The contours of the race are becoming clearer: this election is being driven by fear.
The early skirmishes are done with. The artillery is in play. A numbing bombardment of negative messaging.
“Stop frightening pensioners!” demanded Scott Morrison on Tuesday, as Labor stepped up its claims of a secret Coalition plan to extend the cashless debit card to aged pensioners.
Also known as the Indue card after the private company that administers it, the card is currently used in a series of trials where “high levels of welfare dependence coexist with high levels of social harm”.
Such recipients cannot use the cards for gambling or liquor, or generally to withdraw cash.
In practice, they can’t use them in secondhand stores, either.
Despite an auditor general’s finding that the card has delivered no demonstrable “reduction in social harm”, the government has more than flirted with the idea of using the card more widely. This week, however, it ruled out any application to the age pension.
“It’s an out-and-out disgusting lie,” said Morrison.
But the prime minister is an expert at scaring pensioners. He probably owes his government to it.
The Australian National University’s 2019 Election Study found the largest reason Labor voters gave for switching to the Coalition at the last election was the economy and “taxation”.
That issue alone generated a 4.5% swing, overwhelming the slight shift from the Coalition to Labor by voters citing the environment (1.5%) or Medicare (1.0%) as their reason for doing so.
In 2019, Morrison ran a relentless scare campaign about Labor’s “retiree tax” based on Bill Shorten’s promised reforms to franking credits.
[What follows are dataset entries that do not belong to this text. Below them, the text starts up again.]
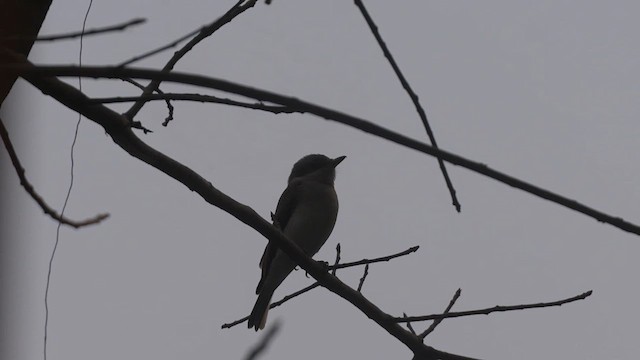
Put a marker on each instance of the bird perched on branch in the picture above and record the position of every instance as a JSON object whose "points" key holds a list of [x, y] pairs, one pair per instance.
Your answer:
{"points": [[306, 213]]}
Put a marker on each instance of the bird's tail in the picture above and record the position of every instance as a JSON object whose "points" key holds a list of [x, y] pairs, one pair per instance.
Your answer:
{"points": [[258, 317]]}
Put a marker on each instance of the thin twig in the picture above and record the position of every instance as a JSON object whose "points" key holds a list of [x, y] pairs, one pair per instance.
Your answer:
{"points": [[364, 276], [240, 7], [34, 195], [160, 49], [276, 109], [438, 321], [376, 260], [274, 304], [412, 95], [333, 269], [497, 308], [265, 340], [335, 263], [409, 326], [292, 295], [75, 34], [170, 107], [326, 113]]}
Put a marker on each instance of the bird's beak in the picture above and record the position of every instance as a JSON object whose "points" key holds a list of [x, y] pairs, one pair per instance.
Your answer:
{"points": [[337, 160]]}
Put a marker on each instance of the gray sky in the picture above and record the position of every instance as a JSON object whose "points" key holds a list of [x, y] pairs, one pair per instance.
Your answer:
{"points": [[546, 91]]}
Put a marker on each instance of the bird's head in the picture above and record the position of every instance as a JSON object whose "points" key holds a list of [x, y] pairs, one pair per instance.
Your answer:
{"points": [[316, 166]]}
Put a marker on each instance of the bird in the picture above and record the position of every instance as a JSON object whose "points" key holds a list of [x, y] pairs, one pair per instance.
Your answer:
{"points": [[306, 214]]}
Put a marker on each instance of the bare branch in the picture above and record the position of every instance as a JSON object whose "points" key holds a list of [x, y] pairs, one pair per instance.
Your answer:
{"points": [[335, 263], [412, 95], [496, 308], [364, 276], [34, 195], [276, 109], [161, 48], [96, 31], [237, 9], [170, 107], [438, 321], [372, 261], [334, 268], [326, 113], [118, 127]]}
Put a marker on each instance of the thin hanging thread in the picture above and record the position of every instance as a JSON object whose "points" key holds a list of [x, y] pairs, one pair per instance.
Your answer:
{"points": [[66, 200]]}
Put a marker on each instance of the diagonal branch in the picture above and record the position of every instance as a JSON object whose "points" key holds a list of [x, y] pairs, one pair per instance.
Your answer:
{"points": [[496, 308], [333, 269], [412, 95], [240, 7], [326, 113], [32, 192], [375, 260], [117, 126], [276, 109], [437, 322]]}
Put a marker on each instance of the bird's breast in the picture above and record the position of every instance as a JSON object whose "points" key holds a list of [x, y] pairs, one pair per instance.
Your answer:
{"points": [[314, 217]]}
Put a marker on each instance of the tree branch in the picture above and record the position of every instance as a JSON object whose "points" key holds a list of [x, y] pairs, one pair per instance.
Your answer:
{"points": [[276, 109], [437, 322], [496, 308], [32, 192], [240, 7], [414, 97], [329, 114], [117, 126]]}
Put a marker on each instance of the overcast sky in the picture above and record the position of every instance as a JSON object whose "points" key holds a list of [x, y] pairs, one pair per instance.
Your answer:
{"points": [[546, 91]]}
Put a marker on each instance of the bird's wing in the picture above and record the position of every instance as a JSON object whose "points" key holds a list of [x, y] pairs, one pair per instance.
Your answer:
{"points": [[286, 205]]}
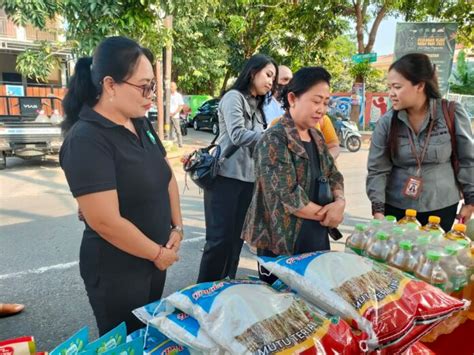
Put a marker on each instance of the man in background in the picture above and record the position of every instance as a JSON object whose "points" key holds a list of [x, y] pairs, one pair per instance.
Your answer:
{"points": [[176, 105]]}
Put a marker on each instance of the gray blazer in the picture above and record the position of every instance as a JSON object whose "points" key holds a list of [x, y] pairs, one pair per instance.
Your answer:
{"points": [[240, 124], [387, 175]]}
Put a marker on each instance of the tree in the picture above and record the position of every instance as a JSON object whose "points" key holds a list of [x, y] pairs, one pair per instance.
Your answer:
{"points": [[290, 32], [365, 12], [211, 39], [463, 82]]}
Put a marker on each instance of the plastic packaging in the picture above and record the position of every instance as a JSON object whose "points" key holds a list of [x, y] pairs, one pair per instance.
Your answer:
{"points": [[357, 241], [403, 258], [379, 250], [457, 233], [376, 298], [431, 271], [388, 223], [185, 330], [374, 227], [420, 248], [395, 237], [457, 272], [251, 317], [177, 326]]}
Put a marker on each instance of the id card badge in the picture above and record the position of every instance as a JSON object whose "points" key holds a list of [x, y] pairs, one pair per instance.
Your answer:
{"points": [[413, 187]]}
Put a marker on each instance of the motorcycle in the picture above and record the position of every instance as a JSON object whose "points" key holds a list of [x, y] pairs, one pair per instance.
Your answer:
{"points": [[348, 133]]}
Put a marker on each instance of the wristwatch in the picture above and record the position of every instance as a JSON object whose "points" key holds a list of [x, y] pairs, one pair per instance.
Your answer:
{"points": [[178, 229]]}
In the New South Wales seat of Cowper, a retirement belt between Port Macquarie and Coffs Harbour with on average some of the oldest and poorest voters in the country, Morrison achieved twice the swing of the national average.
So he can expect no mercy from Labor on its cashless pension card campaign. “We will not be stepping back from this important issue,” confirmed shadow treasurer Jim Chalmers on Monday.
Labor knows there are no electoral virtues in being pure. Its 2016 “Mediscare” campaign, warning of a fictional Coalition plan to privatise public health, brought Malcolm Turnbull to the very edge of oblivion and guaranteed Shorten a second tilt.
So pick your poison. Pensions, the NDIS, Medicare, open borders, Chinese Reds under Labor beds … it’s all getting a run.
But if fear works, what is the cost?
The ANU study shows Australians’ “satisfaction with democracy” plunged from 86% in 2007 when Kevin Rudd was elected, to just 59% by the time of Morrison’s victory in 2019.
An era of party coups and spectacularly abandoned promises has eroded trust at a time when everything negative, from misremembered jobless figures to unwanted handshakes, live on forever, cycled endlessly in the digital vortex.
For this campaign, Labor has consciously limited its policy differences with the Coalition. But all that leaves are scare campaigns – and a beauty contest.
The latter, also known as a horse race, seemed a pretty sure thing for Labor when the other runner was an unloved donkey with three years of lead in its saddlebags. And what lead! Rorts and scandals … unheld hoses … a nag who couldn’t stir itself to race for vaccines in the middle of a pandemic!
Surely, all Labor needed was discipline and a new suit and glasses for the boss.
So why is it proving so hard to put the other bugger away?
For one thing, he has already won at the distance.
Morrison also has three other advantages easily overlooked.
In 2019, he was just eight months on from the epic bloodletting that tore his party apart. A subset of Liberals was mourning Turnbull, Peter Dutton had been humiliated, and high-profile ministers were making sometimes pointed departures. Chief among them, the other leadership contender Julie Bishop.
None of that is a factor three years later.
Also in Morrison’s favour is the electoral pendulum. Reset by distributions, Labor must defend eight seats on margins of less than 2%. It holds five seats on 1% or less. But to win outright, Labor needs to hold all of those and gain seven. That would require a uniform swing in its favour of at least 3.3%.
The final factor is history.
Since the second world war, “governments only change on big waves”, says Essential pollster Peter Lewis.
That requires revulsion. Or excitement.
Labor has consciously removed any policy excitement, save for a national integrity commission. More money for aged care and childcare are doubtless welcome but there are no signs of specific savings to pay for them. There are no nation-building reforms. Not yet. Maybe something will come.
Morrison, meanwhile, must extinguish any hint of excitement for change.
In that, Albanese has unwittingly helped him by suppressing the larrikin wit that for so many years made him popular, at least among those who dealt with him. In his most famous speech he declared “I like fighting Tories. That’s what I do.” But he had friendly dealings with the other side of the aisle. And when he resigned his cabinet position to support the return of Kevin Rudd, Julia Gillard made a rare exception and refused to accept it.
Just when he needs it, there is little sign of that “Albo”, a genuine, not a confected Australian original.
Horse race or beauty contest, the punters aren’t overjoyed by either runner.
But vote they must. So, cue the fear.